Hello,
I am in the swing of developing a practical circuit that will measure open loop gain and phase of an amplifier. I have used two circuits on the bench:
(1) Using a non-inverting amplifier where the gain element is a capacitor (Cg) and a feedback resistor. Values are typically 0.1uF and 100k.
The problem with this circuit is that the cutoff frequency is relatively high so low frequency data is junk.
(2) Using a false summing junction circuit.
The problem I have seen with this circuit is a flattening out at high frequency and depending on the amplifier there is no zero crossing. The slope changes if I change the voltage divider ratio at the false summing junction and the inverting input.

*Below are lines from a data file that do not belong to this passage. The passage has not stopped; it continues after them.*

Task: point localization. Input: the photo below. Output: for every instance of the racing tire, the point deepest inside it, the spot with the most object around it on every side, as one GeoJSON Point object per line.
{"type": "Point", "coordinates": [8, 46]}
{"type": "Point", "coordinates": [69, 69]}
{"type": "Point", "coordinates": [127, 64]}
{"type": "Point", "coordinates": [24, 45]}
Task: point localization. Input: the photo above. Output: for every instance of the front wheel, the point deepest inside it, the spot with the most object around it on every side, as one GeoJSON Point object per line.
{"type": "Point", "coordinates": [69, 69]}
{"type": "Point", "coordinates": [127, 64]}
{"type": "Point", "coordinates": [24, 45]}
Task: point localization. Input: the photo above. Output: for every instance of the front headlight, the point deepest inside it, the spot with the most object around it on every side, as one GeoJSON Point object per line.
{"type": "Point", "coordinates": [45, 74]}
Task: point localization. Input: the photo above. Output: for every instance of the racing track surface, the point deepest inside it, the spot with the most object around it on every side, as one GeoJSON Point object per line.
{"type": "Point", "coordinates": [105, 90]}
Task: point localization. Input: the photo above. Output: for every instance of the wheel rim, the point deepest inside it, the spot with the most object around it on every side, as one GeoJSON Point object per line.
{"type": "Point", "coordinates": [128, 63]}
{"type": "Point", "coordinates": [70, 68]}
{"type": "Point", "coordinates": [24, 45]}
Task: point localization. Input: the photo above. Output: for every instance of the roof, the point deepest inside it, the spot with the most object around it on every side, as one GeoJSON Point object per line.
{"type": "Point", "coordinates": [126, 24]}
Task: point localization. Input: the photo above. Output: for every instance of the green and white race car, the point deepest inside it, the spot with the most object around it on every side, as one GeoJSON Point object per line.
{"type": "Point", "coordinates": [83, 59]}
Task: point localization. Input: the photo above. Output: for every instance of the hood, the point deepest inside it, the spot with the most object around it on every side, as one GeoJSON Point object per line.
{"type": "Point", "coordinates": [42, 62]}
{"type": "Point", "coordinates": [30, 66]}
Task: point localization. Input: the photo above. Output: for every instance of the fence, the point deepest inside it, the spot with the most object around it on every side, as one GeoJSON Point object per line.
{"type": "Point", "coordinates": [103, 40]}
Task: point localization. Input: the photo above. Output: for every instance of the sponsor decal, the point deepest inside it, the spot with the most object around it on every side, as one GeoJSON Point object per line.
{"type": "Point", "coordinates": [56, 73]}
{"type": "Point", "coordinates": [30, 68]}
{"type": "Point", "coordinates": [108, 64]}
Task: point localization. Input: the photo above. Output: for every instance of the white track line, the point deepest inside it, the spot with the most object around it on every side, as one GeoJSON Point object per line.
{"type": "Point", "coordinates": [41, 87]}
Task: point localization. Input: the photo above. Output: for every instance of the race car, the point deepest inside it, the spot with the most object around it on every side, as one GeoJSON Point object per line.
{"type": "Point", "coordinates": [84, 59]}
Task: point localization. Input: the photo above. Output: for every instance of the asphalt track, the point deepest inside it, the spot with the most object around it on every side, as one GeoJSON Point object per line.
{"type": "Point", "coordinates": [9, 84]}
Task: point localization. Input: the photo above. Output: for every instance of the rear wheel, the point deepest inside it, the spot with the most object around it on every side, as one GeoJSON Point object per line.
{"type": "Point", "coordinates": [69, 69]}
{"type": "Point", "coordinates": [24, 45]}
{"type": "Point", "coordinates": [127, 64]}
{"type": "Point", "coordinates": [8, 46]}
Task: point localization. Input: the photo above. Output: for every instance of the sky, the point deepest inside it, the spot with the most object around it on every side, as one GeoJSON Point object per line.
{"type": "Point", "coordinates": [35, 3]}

I rather use the false summing junction circuit since it can preserve low frequency data, but I am beduffled on how to ensure a 20dB slope over frequency. I believe the issue is the output resistance of the amplifier interacting with the feedback network. In fact, I put together a very simple spice model of an op-amp using several VCVS to model the GBWP, dominant pole, and output resistance. If I set the output resistance to 0 ohms then I get a perfect 20dB/dc slope.
I guess I could add another amplifier as a servo amp to decouple the DUT's output resistance from the feedback network, but what to do with the output resistance of the servo amp? It seems that I simply "moved" the problem.
The goal is fine tune circuits for stability measurements in my circuit designs. Since they are not mass production I have the luxury to do so.